I’ve since learned that if fancy restaurants in posh communities can leave the skin on and charge extra for it… then there’s nothing wrong with me saving some time and cooking them in their jackets! Now it’s a snap to make them.
Hopefully this recipe will take some of the guesswork out of it for you too!
2 medium potatoes per person (any kind work, but red skin potatoes are best)
enough water to barely cover the potatoes in a large pot
1 tbsp butter or margarine per potato
2 tbsp milk per potato
- If you want mashed potatoes that have no skin on them, peel them all with a vegetable peeler and remove all the eyes. If you don’t mind the color and texture of some skin in your mashed potatoes (which I highly recommend) wash them, remove large eyes (small eyes can be left) and cut away any darkened or rough/tough skin.
- Cut the potatoes into small pieces. The size isn’t as important as making them similar in size. If they are all about the same size they will all cook at about the same speed and be done at the same time. That keeps some from getting mushy and others from being crunchy.
- Put the rinsed potatoes into a large cooking pot. Potatoes shouldn’t fill the pot by more than 2/3. Add cold water until it is nearly covering the potatoes.
- Sprinkle salt over it all.
- Heat to boiling on high, covered. (I like to use cold water to start as it seems to keep the water from getting too pasty during cooking.)
- Once the water is boiling, turn it down to medium low. It should keep boiling but not boil over. Stir occasionally. Cook for 15-20 minutes.
- You will know the potatoes are done when you pierce a piece of potato with a fork and it slides in without any resistance. They should be soft. Not ‘kind of’ soft. Very soft. Cook them a little more than you would for serving boiled potatoes.
- While the potatoes are cooking, in a small pot or saucepan melt the butter and heat the milk and salt and pepper. Keep it warm on the stove until ready to use. Warming the milk and butter together keeps the potatoes hotter for serving and seems to help the mashing go more smoothly.
- When potatoes are cooked, drain them. If you’d like, reserve the potato water (more on this below).
- With a potato masher begin mashing the potatoes, making sure to get right into the corners. Once they’ve all been broken up a bit add the warm butter/milk mixture a little at a time. Mash well between additions. You can use a spatula to get everything out of the corners and sides of the pot so everything is evenly mashed and there are no lumps.
- Transfer to a large serving dish or bowl. Place a dollop of butter on top, and if you like, a sprig of parsley as garnish.
It is said that the best mashed potatoes are the ones with drops of sweat added in during mashing! Obviously… that doesn’t mean you need to add sweat to the recipe! It just means a good pot of mashed potatoes will require mashing until you break a sweat!

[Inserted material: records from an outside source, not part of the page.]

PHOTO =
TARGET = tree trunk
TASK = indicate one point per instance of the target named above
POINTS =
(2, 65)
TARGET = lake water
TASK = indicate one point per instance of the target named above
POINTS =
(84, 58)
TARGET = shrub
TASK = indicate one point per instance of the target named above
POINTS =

That’s what makes them light, fluffy and smooth.
Some people may prefer to save their energy and use a hand mixer. This can work, but it will give you a different texture and needs to be done with caution. Using a hand mixer will make your dish smooth and creamy, but can release the starches in the potatoes producing something that ends up looking and tasting more like glue than anything else. I think many cooks have made the mistake of using a hand mixer to make the potatoes “extra special” when company is coming, only to discover she’s put potato glue on the table for her guests to enjoy.
So if you decide to use a hand mixer, first mash it by hand as much as you can so you will have as little effort for the mixer as possible. And stop as soon as they are fluffy.
Now you can make potatoes as good as Grandma’s and it’ll go great with your gravy!
***If you are counting calories or fat grams you may want to use 1/2 of the butter and milk ingredients, replacing them with the cooking water. You will need to be even more careful if you use a hand mixer… I’d highly recommend using just the masher.
***If you are making gravy (ever) potato water makes great gravy water. So if you are not making gravy feel free to cool and refrigerate it for when you do.
How about you?
Any stories about mashed potatoes out there? Has anyone ever served potato glue?